Au bout du couloir, elle tourna à droite, les poings serrés. Dévandra avait toujours su que ce jour arriverait, elle aurait simplement espéré qu'il tarderait plus. Elle porta sa main à son cou afin de saisir son pendentif. Il s'agissait d'un tic qu'elle avait développé au fil des années, un geste machinal qui la rassurait et la rapprochait de son mentor. Mais cette fois elle ne sentit que sa peau nue. Alors seulement, elle se souvint qu'elle l'avait confié à Isis, pour que l'amulette de Kao puisse protéger Mya.

— Kahlaksen, ordonna-t-elle.

La porte qui lui faisait face s'ouvrit avec fracas.

— Mahlaksen.

La pièce se verrouilla et face à Dévandra se dressait l'Ilnatràj, un catalyseur magique créé par les elfes, à-même de transcender les limites de son utilisateur. Il était hasardeux à manier et provoqua de nombreuses morts. À tel point que son utilisation fut proscrite, et tous furent détruits, sauf celui-ci.

Elle s'installa dans le fauteuil de l'appareil et en abaissa le dossier. Elle ferma les yeux. Elle cala ses inspirations sur le flux d'énergie qu'elle ressentait et enfin entra en symbiose avec l'Ilnatràj. La magie afflua, l'air devint électrique, tandis que Dévandra déployait sa puissance. Sa conscience se sépara de son corps et fusionna avec la planète, ressentant chaque vie qui la parcourait. Elle avait vu juste. Zaefan était toujours le seul ayant percé la barrière. Si elle la renforçait suffisamment, il ne pourrait pas fuir, et sa maitresse ne pourrait pas le rejoindre.

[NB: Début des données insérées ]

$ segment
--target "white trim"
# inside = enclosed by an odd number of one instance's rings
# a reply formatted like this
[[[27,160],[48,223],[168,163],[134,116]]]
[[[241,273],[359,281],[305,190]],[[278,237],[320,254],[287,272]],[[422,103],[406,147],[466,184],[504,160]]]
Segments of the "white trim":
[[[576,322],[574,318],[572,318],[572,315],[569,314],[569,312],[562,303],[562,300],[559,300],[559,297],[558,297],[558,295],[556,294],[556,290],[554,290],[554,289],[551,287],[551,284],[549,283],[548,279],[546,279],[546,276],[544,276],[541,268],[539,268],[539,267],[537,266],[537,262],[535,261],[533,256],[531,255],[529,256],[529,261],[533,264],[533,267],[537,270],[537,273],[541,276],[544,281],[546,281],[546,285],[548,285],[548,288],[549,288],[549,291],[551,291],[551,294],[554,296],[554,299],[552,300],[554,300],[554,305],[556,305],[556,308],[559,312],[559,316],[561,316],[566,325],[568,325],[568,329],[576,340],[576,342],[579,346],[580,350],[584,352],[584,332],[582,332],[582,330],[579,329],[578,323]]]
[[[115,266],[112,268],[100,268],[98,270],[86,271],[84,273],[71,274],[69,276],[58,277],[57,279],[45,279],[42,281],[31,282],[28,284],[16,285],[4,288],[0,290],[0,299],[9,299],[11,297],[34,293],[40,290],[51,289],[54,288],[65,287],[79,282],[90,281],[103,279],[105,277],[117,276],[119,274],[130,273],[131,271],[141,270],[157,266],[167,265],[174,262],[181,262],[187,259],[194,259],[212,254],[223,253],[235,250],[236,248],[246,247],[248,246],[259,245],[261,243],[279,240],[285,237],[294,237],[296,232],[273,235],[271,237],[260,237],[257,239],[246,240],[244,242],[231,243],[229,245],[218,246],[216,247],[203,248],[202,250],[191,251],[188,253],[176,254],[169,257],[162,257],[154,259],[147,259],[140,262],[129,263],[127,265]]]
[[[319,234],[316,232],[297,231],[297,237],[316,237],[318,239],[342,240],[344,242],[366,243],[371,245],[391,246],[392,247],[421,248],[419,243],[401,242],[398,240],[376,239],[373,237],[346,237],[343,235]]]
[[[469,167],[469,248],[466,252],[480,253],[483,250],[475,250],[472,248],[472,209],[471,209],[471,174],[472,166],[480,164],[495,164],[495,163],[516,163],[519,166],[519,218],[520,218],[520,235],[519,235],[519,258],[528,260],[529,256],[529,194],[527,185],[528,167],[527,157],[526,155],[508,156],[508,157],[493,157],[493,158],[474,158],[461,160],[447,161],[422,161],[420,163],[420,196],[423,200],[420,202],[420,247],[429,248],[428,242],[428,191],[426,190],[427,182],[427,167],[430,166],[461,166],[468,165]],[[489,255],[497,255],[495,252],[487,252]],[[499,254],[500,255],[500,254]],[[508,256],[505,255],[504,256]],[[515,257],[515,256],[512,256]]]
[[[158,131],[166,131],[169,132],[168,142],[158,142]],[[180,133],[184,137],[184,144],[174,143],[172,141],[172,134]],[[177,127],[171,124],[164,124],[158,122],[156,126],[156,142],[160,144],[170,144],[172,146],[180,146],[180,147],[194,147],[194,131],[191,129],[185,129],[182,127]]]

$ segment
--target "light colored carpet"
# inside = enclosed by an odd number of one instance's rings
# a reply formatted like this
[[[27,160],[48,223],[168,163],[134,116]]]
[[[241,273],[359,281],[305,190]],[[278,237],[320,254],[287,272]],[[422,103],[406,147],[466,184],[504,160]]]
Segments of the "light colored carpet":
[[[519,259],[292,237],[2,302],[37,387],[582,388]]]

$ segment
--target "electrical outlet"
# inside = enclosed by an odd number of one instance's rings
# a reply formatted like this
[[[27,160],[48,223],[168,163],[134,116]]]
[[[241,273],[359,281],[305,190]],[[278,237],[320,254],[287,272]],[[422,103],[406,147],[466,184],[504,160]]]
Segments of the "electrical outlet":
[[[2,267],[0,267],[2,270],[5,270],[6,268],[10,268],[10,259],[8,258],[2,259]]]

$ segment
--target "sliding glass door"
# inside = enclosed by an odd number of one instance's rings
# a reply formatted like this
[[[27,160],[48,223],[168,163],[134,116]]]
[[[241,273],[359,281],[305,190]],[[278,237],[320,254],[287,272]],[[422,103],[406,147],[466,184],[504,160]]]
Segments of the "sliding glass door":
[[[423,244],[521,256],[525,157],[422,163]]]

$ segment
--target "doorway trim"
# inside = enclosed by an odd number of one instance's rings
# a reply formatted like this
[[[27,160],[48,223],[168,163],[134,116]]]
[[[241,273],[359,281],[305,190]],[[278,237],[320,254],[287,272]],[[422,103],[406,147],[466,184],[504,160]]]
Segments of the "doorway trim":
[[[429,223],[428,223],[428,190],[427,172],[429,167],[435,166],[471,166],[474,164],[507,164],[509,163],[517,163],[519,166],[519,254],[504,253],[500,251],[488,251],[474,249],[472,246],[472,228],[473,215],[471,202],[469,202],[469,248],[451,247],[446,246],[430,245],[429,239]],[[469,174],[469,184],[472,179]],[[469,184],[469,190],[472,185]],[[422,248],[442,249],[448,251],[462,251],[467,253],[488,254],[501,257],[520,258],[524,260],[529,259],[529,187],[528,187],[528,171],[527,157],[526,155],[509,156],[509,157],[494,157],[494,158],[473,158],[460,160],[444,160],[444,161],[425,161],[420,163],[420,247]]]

Elle ne remarqua pas la brume noire qui lentement envahissait la pièce, ni la silhouette qui se dessina dans les ténèbres. Seul le claquement sourd de talons sur le carrelage la sortit de sa transe, brisant sa connexion avec l'Ilnatràj par la même occasion. Une femme à la longue chevelure de jais se tenait devant elle, souriante.

— Nakãra, siffla Dévandra entre ses dents.

— Croyais-tu sincèrement que ton petit jouet elfique suffirait pour t'opposer à moi ?

Nakãra s'assit dans la brume qui l'entourait.

— Tu n'as jamais été de taille à m'affronter, et ne le sera jamais. Aujourd'hui, Kao n'est pas là pour vous sauver. Ton Empire tombe aujourd'hui.

— Jamais !

Dévandra avait déjà invoqué son épée et chargeait la déesse du Mal. Celle-ci cligna des yeux et des chaînes sortirent du sol, se saisissant en plein vol de la dirigeante de l'Empire.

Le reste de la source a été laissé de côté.